All mapped out

by Jenny

She remembered the weight of it, the smell of it, the blues and greens and browns of the atlas’s enormous pages spreading out in front of her on the living room carpet, pooling the world quite literally at her feet.

Even at five years old, the world seemed like one great big adventure and Sally had always, always wanted to travel. She read books and books about different countries, imagining how the teas and spices in the markets of India might smell, or how altitude sickness in the Andes might feel, or the sensation of the midday sun in the outbacks of Australia.

She pictured herself in sturdy boots, camera at the ready and a notebook and pencil in her hand. Ready for anything.

As a teenager she kept journals of her plans; where she would go first, what she would do when she got there, foods she would taste, photographs she would capture. Her future seemed all mapped out and she couldn’t wait to get started on it.

But then Evie had come along and just like that, her future was tied to a crying, dependent bundle.

Evie had been a surprise and Mike hadn’t wanted to put his own travel plans on hold to look after a screaming infant. So Sally found herself at home, holding the baby.
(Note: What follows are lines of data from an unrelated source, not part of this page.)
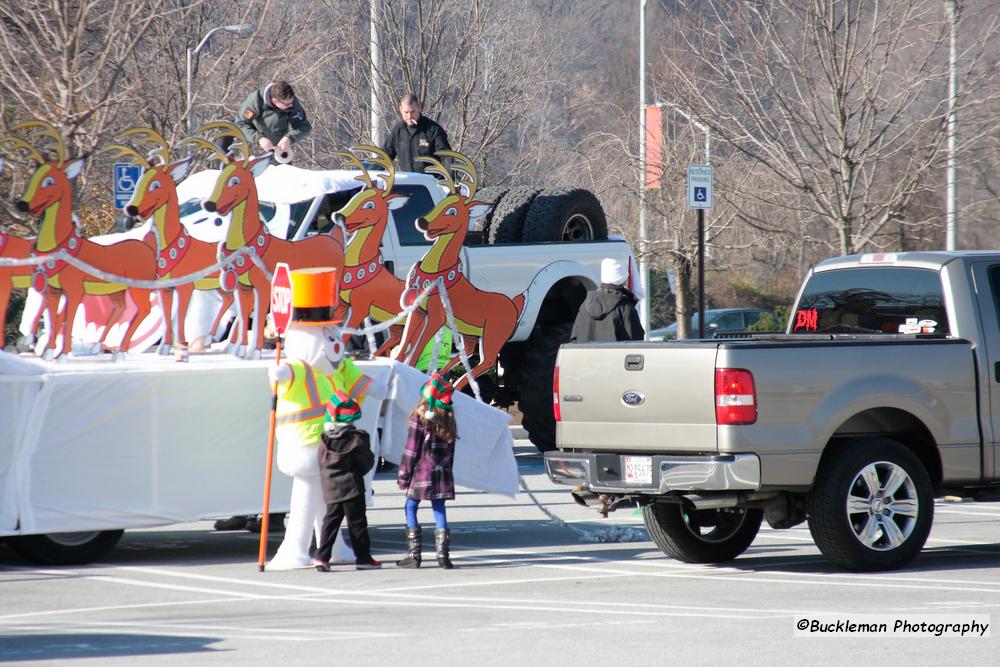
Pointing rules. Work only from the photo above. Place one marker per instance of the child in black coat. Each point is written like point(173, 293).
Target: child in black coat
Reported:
point(344, 458)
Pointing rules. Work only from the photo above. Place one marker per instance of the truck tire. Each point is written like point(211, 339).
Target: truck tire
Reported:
point(535, 383)
point(489, 195)
point(872, 505)
point(565, 214)
point(507, 224)
point(701, 536)
point(65, 548)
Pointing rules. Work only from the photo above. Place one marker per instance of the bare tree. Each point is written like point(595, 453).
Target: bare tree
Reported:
point(841, 101)
point(477, 65)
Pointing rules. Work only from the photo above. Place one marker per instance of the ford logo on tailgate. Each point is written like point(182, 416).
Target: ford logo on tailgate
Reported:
point(633, 398)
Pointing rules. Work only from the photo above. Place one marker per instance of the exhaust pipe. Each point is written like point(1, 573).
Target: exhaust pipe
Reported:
point(719, 501)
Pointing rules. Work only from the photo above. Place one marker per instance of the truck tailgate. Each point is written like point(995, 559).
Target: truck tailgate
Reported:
point(661, 394)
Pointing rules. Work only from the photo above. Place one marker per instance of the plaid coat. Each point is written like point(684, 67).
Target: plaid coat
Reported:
point(425, 470)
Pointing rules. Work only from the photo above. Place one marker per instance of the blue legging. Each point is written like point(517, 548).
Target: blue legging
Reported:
point(437, 506)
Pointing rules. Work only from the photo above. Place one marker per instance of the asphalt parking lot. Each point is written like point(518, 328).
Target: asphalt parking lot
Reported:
point(534, 585)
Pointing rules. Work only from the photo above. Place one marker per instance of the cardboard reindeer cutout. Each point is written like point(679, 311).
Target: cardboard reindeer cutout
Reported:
point(12, 247)
point(486, 318)
point(178, 253)
point(368, 288)
point(50, 198)
point(236, 192)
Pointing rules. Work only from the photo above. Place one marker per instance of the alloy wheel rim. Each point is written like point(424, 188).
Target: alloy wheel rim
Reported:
point(882, 506)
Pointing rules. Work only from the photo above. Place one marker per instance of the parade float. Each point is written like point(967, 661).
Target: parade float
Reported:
point(97, 437)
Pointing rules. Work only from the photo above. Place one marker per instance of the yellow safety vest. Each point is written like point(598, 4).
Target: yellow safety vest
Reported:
point(301, 405)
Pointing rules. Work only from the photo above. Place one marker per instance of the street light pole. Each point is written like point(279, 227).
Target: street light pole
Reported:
point(243, 30)
point(951, 215)
point(643, 232)
point(376, 58)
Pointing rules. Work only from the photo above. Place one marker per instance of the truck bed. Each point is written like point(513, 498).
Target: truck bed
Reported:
point(807, 389)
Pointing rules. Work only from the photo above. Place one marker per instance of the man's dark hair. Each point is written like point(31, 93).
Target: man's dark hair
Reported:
point(282, 91)
point(410, 98)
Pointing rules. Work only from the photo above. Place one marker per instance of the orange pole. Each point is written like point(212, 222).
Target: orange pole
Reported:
point(265, 515)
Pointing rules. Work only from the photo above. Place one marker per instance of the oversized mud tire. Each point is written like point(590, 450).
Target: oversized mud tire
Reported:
point(872, 505)
point(535, 383)
point(65, 548)
point(565, 214)
point(507, 225)
point(489, 195)
point(701, 536)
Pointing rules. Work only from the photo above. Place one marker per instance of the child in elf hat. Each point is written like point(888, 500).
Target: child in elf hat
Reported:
point(425, 472)
point(344, 457)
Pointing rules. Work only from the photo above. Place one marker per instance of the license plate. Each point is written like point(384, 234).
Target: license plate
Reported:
point(638, 469)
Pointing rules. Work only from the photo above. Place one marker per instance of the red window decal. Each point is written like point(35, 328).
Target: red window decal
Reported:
point(806, 319)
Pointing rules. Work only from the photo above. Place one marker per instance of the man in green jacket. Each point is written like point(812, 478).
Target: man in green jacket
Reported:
point(273, 118)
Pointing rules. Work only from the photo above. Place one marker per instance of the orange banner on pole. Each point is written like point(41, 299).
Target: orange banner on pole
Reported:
point(654, 147)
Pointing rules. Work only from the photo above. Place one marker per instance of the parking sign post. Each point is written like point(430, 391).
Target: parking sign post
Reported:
point(700, 177)
point(126, 178)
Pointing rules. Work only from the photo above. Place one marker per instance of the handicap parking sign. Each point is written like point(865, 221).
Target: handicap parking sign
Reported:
point(700, 186)
point(126, 178)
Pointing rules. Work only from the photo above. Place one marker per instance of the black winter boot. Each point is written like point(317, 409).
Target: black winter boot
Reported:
point(413, 545)
point(442, 538)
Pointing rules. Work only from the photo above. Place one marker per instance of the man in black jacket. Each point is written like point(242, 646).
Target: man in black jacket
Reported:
point(414, 136)
point(608, 313)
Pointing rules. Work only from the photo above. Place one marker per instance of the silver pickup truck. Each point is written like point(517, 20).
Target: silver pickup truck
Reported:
point(883, 393)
These days her dreams of exploring the world seemed impossibly distant. The closest Sally would ever come to India was the weekly Mum and Toddler yoga class at the church hall. The teacher used to burn incense and Sally had enjoyed that, but Bethany Driscoll had complained that it made her Alicia cough, so she had had to stop.

So Sally shelved her dreams and tried to push them to the back of her mind and tried not to hate Evie for it. It wasn't her fault. But every now and then, when she sat watching David Attenborough documentaries, or read an item in the newspaper about India or Australia she would feel them creep up on her and spark her imagination like they used to in the old days.

But that hurt too much. She pushed them back down again and buried them under Evie’s dirty nappies. The atlas she had shoved out of sight under the bookcase in her living room. Sometimes she could see the cracked brown leather of its spine peeking out and staring at her reproachfully.

One day it all just felt too much. She left work, picked Evie up from the childminder’s and came home to a small, dark, messy house on a small, dark, boring street just a block away from where she grew up. She stood there, surrounded by Evie’s clothes and toys and mess and felt utterly hopeless.

“I wish you’d never been born” she whispered inaudibly to the small girl, who was playing with her plastic baby on the floor and Sally immediately felt a wash of guilt mix in with all her other wretched feelings.

But then Evie leaned over and peered underneath the bookcase at something that caught her eye. She reached out a tiny pudgy hand and, with a huge effort pulled out the old brown atlas from its burrow. It was thick with dust and stiff with neglect, but Sally watched, breathless, as Evie grasped the front cover and reopened her world on the living room floor.